Conversely, a change to a policy or procedure also poses a threat as the change may inadvertently result in a breach in compliance. One of the features of ComplianceASSESSOR is the ability to map policies, procedures or indeed any documents to the relevant regulations in order to evidence compliance with the relevant regulations – on the assumption that policies and procedures are adhered to in practice. Providing that the institution maintains strict version control over such documents, any changes to the mapping are identified and the relevant regulations highlighted for review and possible re-assessment.
At the heart of the system is the assessment process where not only are policies and procedures mapped to the relevant regulations but action plans may be established to address deficiencies in compliance, each action plan being documented where appropriate. The requirement to review assessments before approval by an independent officer not only enforces the ‘four eyes’ requirement but also enables the application of the ‘three lines of defence’ adopted by the larger institutions.

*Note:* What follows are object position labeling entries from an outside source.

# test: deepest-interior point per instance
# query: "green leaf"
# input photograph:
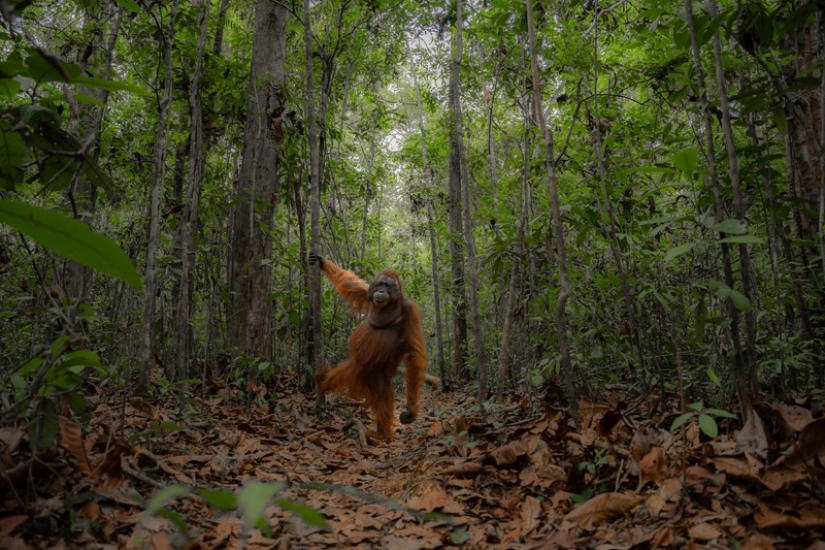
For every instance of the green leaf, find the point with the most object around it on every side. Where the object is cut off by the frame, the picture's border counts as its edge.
(713, 377)
(220, 498)
(720, 289)
(165, 495)
(732, 226)
(43, 427)
(743, 239)
(687, 160)
(679, 250)
(9, 87)
(721, 412)
(129, 5)
(30, 366)
(459, 536)
(708, 425)
(110, 85)
(50, 69)
(740, 301)
(253, 500)
(310, 515)
(680, 420)
(12, 157)
(71, 239)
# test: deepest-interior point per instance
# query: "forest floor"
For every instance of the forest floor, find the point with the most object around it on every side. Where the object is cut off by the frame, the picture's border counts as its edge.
(521, 477)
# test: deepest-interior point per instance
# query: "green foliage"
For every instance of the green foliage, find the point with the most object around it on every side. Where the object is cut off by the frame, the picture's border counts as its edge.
(251, 502)
(706, 419)
(70, 238)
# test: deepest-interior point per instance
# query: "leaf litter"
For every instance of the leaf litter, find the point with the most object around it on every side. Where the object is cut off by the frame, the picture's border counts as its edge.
(265, 472)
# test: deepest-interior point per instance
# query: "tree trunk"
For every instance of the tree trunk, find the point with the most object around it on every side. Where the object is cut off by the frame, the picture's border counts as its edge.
(439, 331)
(458, 295)
(77, 278)
(314, 204)
(190, 216)
(509, 302)
(159, 177)
(469, 240)
(738, 370)
(739, 209)
(250, 244)
(558, 226)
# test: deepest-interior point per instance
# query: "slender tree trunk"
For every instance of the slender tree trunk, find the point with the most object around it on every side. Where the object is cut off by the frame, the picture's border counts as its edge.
(439, 331)
(314, 204)
(738, 369)
(217, 44)
(612, 228)
(509, 308)
(190, 216)
(745, 268)
(78, 278)
(478, 337)
(250, 244)
(457, 284)
(558, 226)
(367, 196)
(158, 179)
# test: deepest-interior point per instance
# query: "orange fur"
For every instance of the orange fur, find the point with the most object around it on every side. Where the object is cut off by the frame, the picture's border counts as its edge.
(390, 334)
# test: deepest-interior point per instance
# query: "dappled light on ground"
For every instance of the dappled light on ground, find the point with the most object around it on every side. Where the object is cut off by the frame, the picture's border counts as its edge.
(523, 477)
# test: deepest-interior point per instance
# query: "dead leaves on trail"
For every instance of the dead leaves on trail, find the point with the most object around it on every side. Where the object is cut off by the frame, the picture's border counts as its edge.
(215, 474)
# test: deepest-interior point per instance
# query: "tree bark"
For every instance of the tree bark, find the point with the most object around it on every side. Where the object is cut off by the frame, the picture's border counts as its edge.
(737, 366)
(457, 284)
(159, 177)
(558, 226)
(314, 205)
(439, 331)
(250, 243)
(190, 216)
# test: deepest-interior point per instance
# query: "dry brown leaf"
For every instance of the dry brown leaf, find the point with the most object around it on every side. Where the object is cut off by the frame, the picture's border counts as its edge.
(757, 541)
(706, 483)
(752, 435)
(71, 439)
(810, 443)
(704, 532)
(807, 518)
(429, 501)
(9, 523)
(530, 514)
(463, 468)
(603, 507)
(436, 429)
(780, 476)
(510, 453)
(653, 466)
(794, 416)
(186, 459)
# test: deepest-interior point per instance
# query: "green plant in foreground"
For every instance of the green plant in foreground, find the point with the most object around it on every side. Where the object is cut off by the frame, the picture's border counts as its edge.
(705, 417)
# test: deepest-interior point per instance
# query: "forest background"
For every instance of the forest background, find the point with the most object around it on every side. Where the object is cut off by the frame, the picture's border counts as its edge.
(583, 196)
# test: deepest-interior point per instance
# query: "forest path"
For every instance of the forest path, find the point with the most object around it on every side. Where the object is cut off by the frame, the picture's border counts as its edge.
(521, 479)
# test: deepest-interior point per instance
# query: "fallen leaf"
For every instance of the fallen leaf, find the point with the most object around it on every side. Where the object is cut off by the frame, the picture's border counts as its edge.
(530, 514)
(429, 501)
(9, 523)
(653, 466)
(794, 416)
(806, 518)
(602, 508)
(510, 453)
(704, 532)
(71, 439)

But perhaps the most important feature is the ability to code the regulations in terms of the consequences of non-compliance, as mentioned previously. While the concept is relatively simple, it enables the application to highlight issues previously over looked by audit and compliance functions. More importantly, assessments relating to high risk regulations must not only be approved by an independent officer but must also be signed off by an appropriate executive or senior manager who should take overall responsibility, especially where full compliance is not possible and partial compliance is accepted. As can be appreciated, this should prove a useful tool given the PRA’s intended approach to executive responsibility.
This Risk Severity Indicator is also used extensively in the dashboard to highlight, for example, action plans associated with the assessment of high risk regulations that exceed their anticipated completion date or where confidence in achieving compliance moves to red on a RAG code. As one would expect, all of this information and much more is captured and displayed, focusing attention on compliance issues and enabling senior management to monitor and manage compliance more efficiently, throughout the organisation.
As one would expect, all of this information relating to the assessment of applicable regulations, including all supporting documentation and reports, is immediately identifiable and retrieval, saving considerable time and expense when responding to a query or demand. Unfortunately, it appears that the frequency of such requests and demands is most likely to increase in the months and years ahead.
Finally, ComplianceASSESSOR provides the means of viewing all regulations, assessments, reviews and approvals, AND all policies & procedures and even old audit reports within the organisation … on an iPad … which must be a first!
In summary compliance functions have a major challenge ahead but perhaps with additional headcount, a more instilled compliance culture and of course ComplianceASSESSOR, life may easier going forward.